Them Days Is Gone Forever

By | Wednesday, August 11, 2021 Leave a Comment
A little while back, I was digging around for information on the old Everett True comic strip and stumbled across Barnacle Press where they're housing a huge number of old comic strips. Scanned at pretty decent resolution and cleaned up (a bit) for all the world to see. Obviously, it's all public domain stuff but there's famous works like Barney Google and Katzenjammer Kids to more obscure titles like Diana Dillpickles and Soosie the Shopper (which apparently only lasted a couple months). Lots of great comics to find and enjoy there, plus they seem to update it fairly regularly.

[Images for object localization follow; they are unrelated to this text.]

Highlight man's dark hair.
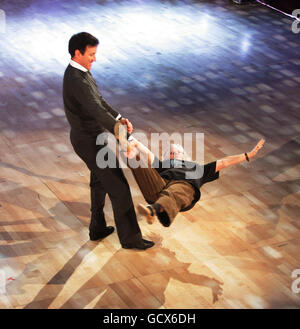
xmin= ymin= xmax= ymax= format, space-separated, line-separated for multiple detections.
xmin=68 ymin=32 xmax=99 ymax=58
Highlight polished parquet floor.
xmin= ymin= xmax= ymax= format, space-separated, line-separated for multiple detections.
xmin=0 ymin=0 xmax=299 ymax=309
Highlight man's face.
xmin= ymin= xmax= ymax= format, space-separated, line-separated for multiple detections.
xmin=74 ymin=45 xmax=98 ymax=71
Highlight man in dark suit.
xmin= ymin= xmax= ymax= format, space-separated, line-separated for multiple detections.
xmin=63 ymin=32 xmax=154 ymax=250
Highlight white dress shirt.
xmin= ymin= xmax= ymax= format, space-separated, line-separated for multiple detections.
xmin=69 ymin=59 xmax=88 ymax=72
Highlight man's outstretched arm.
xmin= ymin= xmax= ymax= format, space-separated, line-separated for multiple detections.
xmin=215 ymin=138 xmax=265 ymax=172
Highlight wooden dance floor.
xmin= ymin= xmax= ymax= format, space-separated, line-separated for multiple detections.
xmin=0 ymin=0 xmax=299 ymax=309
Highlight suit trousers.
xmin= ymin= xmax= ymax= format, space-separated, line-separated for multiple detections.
xmin=70 ymin=131 xmax=142 ymax=244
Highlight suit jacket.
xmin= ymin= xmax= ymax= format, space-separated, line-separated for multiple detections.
xmin=63 ymin=65 xmax=120 ymax=139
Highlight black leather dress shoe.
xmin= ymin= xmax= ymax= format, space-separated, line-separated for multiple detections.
xmin=89 ymin=226 xmax=114 ymax=241
xmin=121 ymin=238 xmax=155 ymax=250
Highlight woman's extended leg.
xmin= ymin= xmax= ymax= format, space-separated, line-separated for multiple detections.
xmin=137 ymin=180 xmax=195 ymax=227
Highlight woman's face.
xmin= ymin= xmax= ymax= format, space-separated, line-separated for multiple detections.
xmin=169 ymin=145 xmax=185 ymax=160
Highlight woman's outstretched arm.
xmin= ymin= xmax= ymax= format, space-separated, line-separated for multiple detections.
xmin=215 ymin=138 xmax=265 ymax=172
xmin=125 ymin=137 xmax=155 ymax=167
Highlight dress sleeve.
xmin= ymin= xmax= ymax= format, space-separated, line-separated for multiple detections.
xmin=200 ymin=161 xmax=220 ymax=186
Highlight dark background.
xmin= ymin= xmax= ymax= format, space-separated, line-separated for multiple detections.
xmin=258 ymin=0 xmax=299 ymax=14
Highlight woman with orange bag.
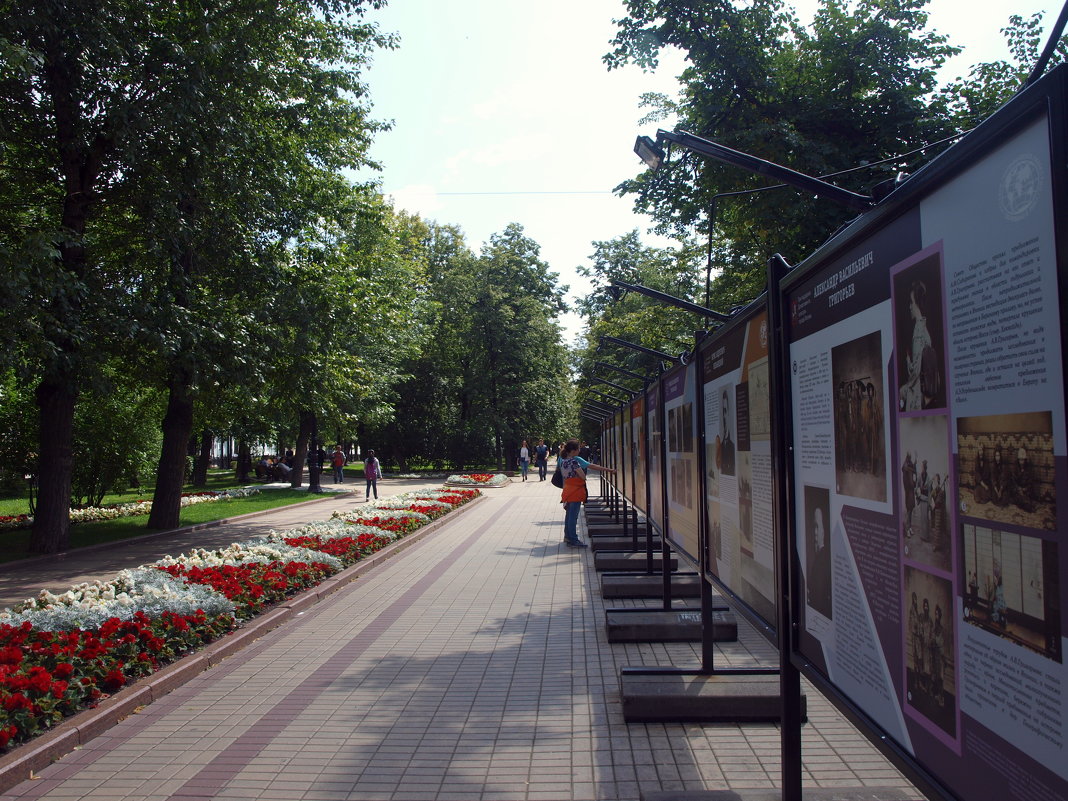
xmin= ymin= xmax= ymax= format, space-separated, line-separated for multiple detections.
xmin=558 ymin=439 xmax=615 ymax=548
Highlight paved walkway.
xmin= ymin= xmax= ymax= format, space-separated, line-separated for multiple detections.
xmin=0 ymin=477 xmax=923 ymax=800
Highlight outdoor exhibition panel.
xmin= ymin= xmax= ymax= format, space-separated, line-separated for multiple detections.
xmin=614 ymin=409 xmax=625 ymax=494
xmin=779 ymin=66 xmax=1068 ymax=801
xmin=662 ymin=360 xmax=700 ymax=568
xmin=699 ymin=302 xmax=778 ymax=633
xmin=646 ymin=381 xmax=664 ymax=536
xmin=629 ymin=394 xmax=647 ymax=514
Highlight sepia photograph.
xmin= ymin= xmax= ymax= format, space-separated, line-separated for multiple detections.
xmin=831 ymin=330 xmax=887 ymax=502
xmin=892 ymin=250 xmax=947 ymax=412
xmin=899 ymin=415 xmax=953 ymax=572
xmin=962 ymin=524 xmax=1061 ymax=662
xmin=957 ymin=411 xmax=1057 ymax=531
xmin=904 ymin=566 xmax=956 ymax=737
xmin=803 ymin=485 xmax=832 ymax=622
xmin=716 ymin=386 xmax=736 ymax=477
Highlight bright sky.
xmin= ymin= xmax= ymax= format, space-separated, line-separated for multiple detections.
xmin=354 ymin=0 xmax=1061 ymax=345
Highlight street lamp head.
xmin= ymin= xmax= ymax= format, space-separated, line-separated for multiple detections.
xmin=606 ymin=284 xmax=624 ymax=302
xmin=634 ymin=135 xmax=665 ymax=171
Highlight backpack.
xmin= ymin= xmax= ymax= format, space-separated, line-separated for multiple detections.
xmin=920 ymin=344 xmax=941 ymax=399
xmin=551 ymin=464 xmax=564 ymax=488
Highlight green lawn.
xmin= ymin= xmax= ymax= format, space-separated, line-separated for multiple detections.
xmin=0 ymin=470 xmax=342 ymax=564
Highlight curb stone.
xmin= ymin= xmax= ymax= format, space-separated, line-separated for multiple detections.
xmin=0 ymin=492 xmax=489 ymax=794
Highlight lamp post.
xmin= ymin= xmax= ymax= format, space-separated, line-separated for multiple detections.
xmin=590 ymin=389 xmax=627 ymax=406
xmin=595 ymin=361 xmax=647 ymax=382
xmin=635 ymin=129 xmax=874 ymax=212
xmin=591 ymin=375 xmax=636 ymax=397
xmin=599 ymin=335 xmax=680 ymax=365
xmin=608 ymin=279 xmax=730 ymax=322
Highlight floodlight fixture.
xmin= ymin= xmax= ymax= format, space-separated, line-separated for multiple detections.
xmin=633 ymin=135 xmax=666 ymax=170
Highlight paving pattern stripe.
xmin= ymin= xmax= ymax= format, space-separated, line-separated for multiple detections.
xmin=0 ymin=495 xmax=500 ymax=801
xmin=159 ymin=496 xmax=515 ymax=801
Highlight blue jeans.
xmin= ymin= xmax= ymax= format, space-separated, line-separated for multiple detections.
xmin=333 ymin=465 xmax=344 ymax=482
xmin=563 ymin=501 xmax=582 ymax=543
xmin=366 ymin=478 xmax=378 ymax=499
xmin=537 ymin=460 xmax=547 ymax=480
xmin=520 ymin=459 xmax=529 ymax=479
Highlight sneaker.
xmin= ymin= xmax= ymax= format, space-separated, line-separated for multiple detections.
xmin=565 ymin=540 xmax=588 ymax=548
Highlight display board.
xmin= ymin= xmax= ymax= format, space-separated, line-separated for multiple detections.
xmin=647 ymin=382 xmax=664 ymax=534
xmin=630 ymin=395 xmax=647 ymax=514
xmin=782 ymin=79 xmax=1067 ymax=801
xmin=663 ymin=361 xmax=700 ymax=566
xmin=612 ymin=410 xmax=624 ymax=492
xmin=701 ymin=305 xmax=777 ymax=628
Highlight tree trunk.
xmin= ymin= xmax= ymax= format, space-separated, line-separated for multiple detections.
xmin=28 ymin=22 xmax=113 ymax=553
xmin=236 ymin=440 xmax=252 ymax=482
xmin=191 ymin=429 xmax=211 ymax=486
xmin=291 ymin=408 xmax=314 ymax=488
xmin=148 ymin=374 xmax=194 ymax=530
xmin=28 ymin=379 xmax=76 ymax=554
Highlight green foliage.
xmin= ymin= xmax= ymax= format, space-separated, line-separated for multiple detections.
xmin=70 ymin=371 xmax=164 ymax=507
xmin=607 ymin=0 xmax=961 ymax=305
xmin=364 ymin=220 xmax=575 ymax=469
xmin=936 ymin=11 xmax=1068 ymax=128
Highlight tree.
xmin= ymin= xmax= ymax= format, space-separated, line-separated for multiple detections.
xmin=258 ymin=191 xmax=427 ymax=489
xmin=364 ymin=221 xmax=575 ymax=470
xmin=606 ymin=0 xmax=960 ymax=305
xmin=936 ymin=11 xmax=1068 ymax=129
xmin=0 ymin=1 xmax=393 ymax=544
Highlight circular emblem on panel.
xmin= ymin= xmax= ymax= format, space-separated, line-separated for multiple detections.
xmin=998 ymin=154 xmax=1042 ymax=222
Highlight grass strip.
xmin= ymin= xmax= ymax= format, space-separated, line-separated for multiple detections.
xmin=0 ymin=489 xmax=326 ymax=564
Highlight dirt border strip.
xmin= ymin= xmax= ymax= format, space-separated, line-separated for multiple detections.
xmin=0 ymin=493 xmax=489 ymax=794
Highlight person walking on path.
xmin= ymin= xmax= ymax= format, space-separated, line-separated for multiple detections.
xmin=518 ymin=440 xmax=530 ymax=481
xmin=364 ymin=449 xmax=381 ymax=500
xmin=331 ymin=445 xmax=347 ymax=483
xmin=558 ymin=438 xmax=614 ymax=548
xmin=534 ymin=438 xmax=549 ymax=481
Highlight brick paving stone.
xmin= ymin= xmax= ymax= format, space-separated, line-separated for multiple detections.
xmin=0 ymin=478 xmax=930 ymax=801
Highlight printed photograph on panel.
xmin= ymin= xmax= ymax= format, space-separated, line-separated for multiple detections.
xmin=904 ymin=566 xmax=957 ymax=736
xmin=682 ymin=401 xmax=694 ymax=453
xmin=961 ymin=524 xmax=1061 ymax=662
xmin=738 ymin=451 xmax=753 ymax=554
xmin=900 ymin=415 xmax=952 ymax=572
xmin=714 ymin=386 xmax=736 ymax=477
xmin=893 ymin=251 xmax=947 ymax=412
xmin=670 ymin=457 xmax=692 ymax=509
xmin=831 ymin=331 xmax=887 ymax=501
xmin=804 ymin=485 xmax=832 ymax=622
xmin=748 ymin=356 xmax=771 ymax=440
xmin=957 ymin=412 xmax=1056 ymax=531
xmin=709 ymin=500 xmax=722 ymax=562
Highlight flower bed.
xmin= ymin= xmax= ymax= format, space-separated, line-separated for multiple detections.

In looking through their archives, I came across this... The brainchild of Al Posen, Them Days Is Gone Forever ran from 1922 until 1925 (sort of). The strip sounds excessively complicated on first glance, but Posen did put some restraints on himself, in theory, to make things more productive. The melody running across the top of the strip was identical every day. So he wasn't creating new music all the time; in fact, the rhythm essentially forced the wording structure of the language in each panel. And the last panel always featured one or some of the characters singing "Them days is gone forever!" There weren't any recurring characters or ongoing plotlines, though, so Posen just had to come up with short vinettes in which people compare the past to the present. Usually mournfully.

He changed the strip in April 1924 to The Jingle Belles to change things up a bit, but that didn't go over very well and he changed it back six months later. That didn't go over so well either, and it was axed completely in early 1925. Although United Feature Syndicate continued to sell it as reprints for several more years.